Quickstart: Variant calling
Download and compile McCortex. Can be in any directory, later I'll assume it's in ~/mccortex/
:
git clone --recursive https://github.com/mcveanlab/mccortex
cd mccortex
make all MAXK=31
make all MAXK=63
Now write a file detailing your samples and their data. Columns are separated by one or more spaces/tabs. File entries are separated by commas. Paired-end read files are separated by a colon ':'. File paths can be relative to the current directory or absolute. Most fileformats are supported:
cd /path/to/your/data
echo "#sample_name SE_files PE_files interleaved_files" > samples.txt
echo "Mickey a.fa,b.fa reads.1.fq.gz:reads.2.fq.gz ." >> samples.txt
echo "Minney . reads.1.fq.gz:reads.2.fq.gz in.bam" >> samples.txt
echo "Pluto seq.fq . pluto.cram" >> samples.txt
Create a job file from your sample file (samples.txt
). All output will go into the directory we specify (mc_calls
). We also specify the kmer(s) to use. We'll run at k=31
and k=61
and merge the results.
If your data are haploid, we set --ploidy 1
:
~/mccortex/scripts/make-pipeline.pl -r /path/to/ref.fa --ploidy 1 31,61 mc_calls samples.txt > job.k31.k61.mk
If your samples are human, you have a mix of haploid and diploid chromosomes.
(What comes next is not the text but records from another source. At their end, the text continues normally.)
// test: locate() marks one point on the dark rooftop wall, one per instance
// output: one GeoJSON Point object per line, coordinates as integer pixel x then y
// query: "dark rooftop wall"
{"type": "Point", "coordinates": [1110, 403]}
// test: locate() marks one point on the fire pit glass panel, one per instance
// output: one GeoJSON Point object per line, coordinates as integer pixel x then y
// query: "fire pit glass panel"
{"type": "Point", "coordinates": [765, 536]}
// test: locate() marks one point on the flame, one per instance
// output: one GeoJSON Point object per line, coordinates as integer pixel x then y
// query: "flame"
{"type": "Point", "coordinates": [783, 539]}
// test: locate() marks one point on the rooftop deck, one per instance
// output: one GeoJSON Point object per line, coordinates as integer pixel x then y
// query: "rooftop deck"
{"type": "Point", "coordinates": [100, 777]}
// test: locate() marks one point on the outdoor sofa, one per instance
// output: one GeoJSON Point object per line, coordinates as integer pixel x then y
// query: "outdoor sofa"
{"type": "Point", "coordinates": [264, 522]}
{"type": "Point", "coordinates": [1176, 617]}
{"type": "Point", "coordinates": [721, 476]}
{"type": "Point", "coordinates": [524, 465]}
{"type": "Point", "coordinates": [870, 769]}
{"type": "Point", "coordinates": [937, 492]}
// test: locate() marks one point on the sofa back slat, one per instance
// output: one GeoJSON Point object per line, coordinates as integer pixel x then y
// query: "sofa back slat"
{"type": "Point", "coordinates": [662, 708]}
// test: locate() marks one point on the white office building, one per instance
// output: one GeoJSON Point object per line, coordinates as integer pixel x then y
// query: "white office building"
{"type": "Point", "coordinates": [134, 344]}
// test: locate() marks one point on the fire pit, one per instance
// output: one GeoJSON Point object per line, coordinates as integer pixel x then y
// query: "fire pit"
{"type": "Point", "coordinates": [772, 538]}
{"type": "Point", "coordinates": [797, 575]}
Therefore you need to specify which samples have only one copy of chrX
and one of chrY
. The format is -P <sample>:<chr>:<ploidy>
where <sample>
and <chr>
can be comma-separated lists. Ploidy arguments are read in order.
~/mccortex/scripts/make-pipeline.pl -r /path/to/ref.fa --ploidy "-P .:.:2 -P .:chrY:1 -P Mickey:chrX:1" 31,61 mc_calls samples.txt > job.k31.k61.mk
Now you're ready to run. You'll need to pass:
- path to McCortex
CTXDIR=
- how much memory to use
MEM=
(2GB for ten E. coli, 70GB for a human) - number of threads to use
NTHREADS=
Run the job file:
make -f job.k31.k61.mk CTXDIR=~/mccortex MEM=70GB NTHREADS=8 \
JOINT_CALLING=yes USE_LINKS=no brk-geno-vcf
For a human genome, running time will be about 8 hours for a single sample and use about 70GB RAM. For small numbers of similar samples, peak memory usage will remain the same as a single sample, and should increase roughly logarithmically with the number of samples.
Job finished? Your results are in: mc_calls/vcfs/breakpoints.joint.plain.k31.k61.geno.vcf.gz
.
Something go wrong? Take a look at the log file of the last command that ran. You may need to increase memory or compile for a different MAXK=
value. Once you've fixed the issue, just rerun the make -f job...
command. Add --dry-run
to the make
command to see which commands are going to be run without running them.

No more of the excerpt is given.